Horrific sexual violence rife in eastern DRC
Save the Children Africa specialist Sarah Jacobs is in eastern DRC as the aid organisation launches its emergency response to renewed fighting in North Kivu province. She reports on the trauma the conflict is inflicting on thousands of families living in the region.
Rape is nothing new to Dr Claude Masumbuko. For the past five years he has been resident physician at Heal Africa clinic in the east of the Democratic Republic of Congo, which specialises in sexual violence and sexually transmitted diseases.
This barren field is now 'home' to some of the 176,000 people who have been forced to flee their villages
"The women and girls arrive here completely traumatised," he tells me, sitting in his small office at the busy hospital in Goma, the provincial capital of North Kivu. "They have often been rejected by their communities and are very depressed. The atrocities are terrible - we even have girls of three years old admitted for rape."
After more than a decade of civil war, the region has become associated with gross sexual violence. According to Human Rights Watch, 40,000 women and girls have been raped in DRC over the past six years. In the eastern provinces of North and South Kivu over the past year alone, the UN has registered tens of thousands of cases.
"I suffered a lot. I stayed for one week at home, bleeding"
But now even Dr Masumbuko can't believe what he is seeing. "We have never been this busy at the hospital, he says. "There are two or three new rape victims arriving here a day. It's a big increase. The military take whoever they want; they don't distinguish between adults and children. And what we're seeing is only the tip of the iceberg."
Some of the cases are so horrific, he says, he'll never be able to forget them. A few weeks ago a 13 year old was brought in who had been raped and then had a head of sweetcorn rammed inside her. By the time she arrived at the clinic it had been rotting there for two weeks.
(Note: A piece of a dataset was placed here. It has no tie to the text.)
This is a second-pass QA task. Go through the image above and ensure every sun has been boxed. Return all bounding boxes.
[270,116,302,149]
Shortly afterwards, another girl died during while being treated at the clinic, her assailant having ripped out her vagina and rectum with the butt of his gun.
In September last year, to much fanfare, DRC held its first democratic elections. Observers hoped that for the first time, Congo's history of bad government and rebellious factions could be put rest. But for those living in the still-lawless east, there has been no such relief.
With attacks by militia groups once again increasing in intensity in North Kivu, and large numbers of troops being sent to the region, the all-too-familiar cycles of destruction, rape and violence that have plagued the country for the past ten years seem to have returned.
"Many of us have never re-found life"
I drive the 15 minutes from the hospital to Mugunga 2, one of the five sprawling camps on the outskirts of Goma. This barren field is now 'home' to some of the 176,000 people who have been forced to flee their villages in the past few months.
"Many of us have never re-found life," says camp secretary Benjamin Mafuluko Mugaliya.
He stands behind a battered table - there are no chairs - in a small hut he uses as the camp's headquarters. "People are suffering terribly. The militias come, burn our villages, kill and rape. It's very difficult for us trying to care for families here. We try to protect them but it's difficult, especially when children are going out into the village to try and earn money. They are exploited in and out of the camp."
In the labyrinthine pathways that thread between rows of close-packed tents, I come across Madeleine*, a quietly spoken 17 year old who arrived at the camp one month ago. She lives alone in a small shelter made from bamboo and banana leaves. When it rains, she tells me, everything gets wet. Plastic sheeting here is in short supply.
"When I'm in bed at night, it's frightening," she says, looking at the floor. "During the night people come by and pull up the blanket over the door. They look at me, and won't answer when I ask who they are."
Two months ago, she was raped by two militia men who found her working in the fields. "Each one took me," she says. "I suffered a lot. I stayed for one week at home, bleeding. I couldn't walk. Then my father threw me out because he thought I was pregnant and carrying an enemy child."
With me is Angelique Myirasafari, a social worker with aid organisation Save the Children, which is working with children in the camps around Goma.
"We help look after children who have been separated from their families, listening to their stories, helping them to get medical care, trying to trace their parents," she says.
"Sometimes you can't believe the stories you are hearing. The huge military build up in North Kivu means there are now tens of thousands of men patrolling the area, taking whatever they want from the population. Often children have been abused, or have seen members of their family raped, and the psychological effects can last their entire lifetime."
We walk back together across the camp to the charity's 'Listening Point', where children come to get help. "After ten years of fighting it feels like the country is on the brink again, and it can't be allowed to happen."
She waves her arm towards the door. "All these children want is to be at home with their families, going to school and able to be responsible for their own lives. If steps aren't taken now to calm this conflict, they're going to be the biggest victims."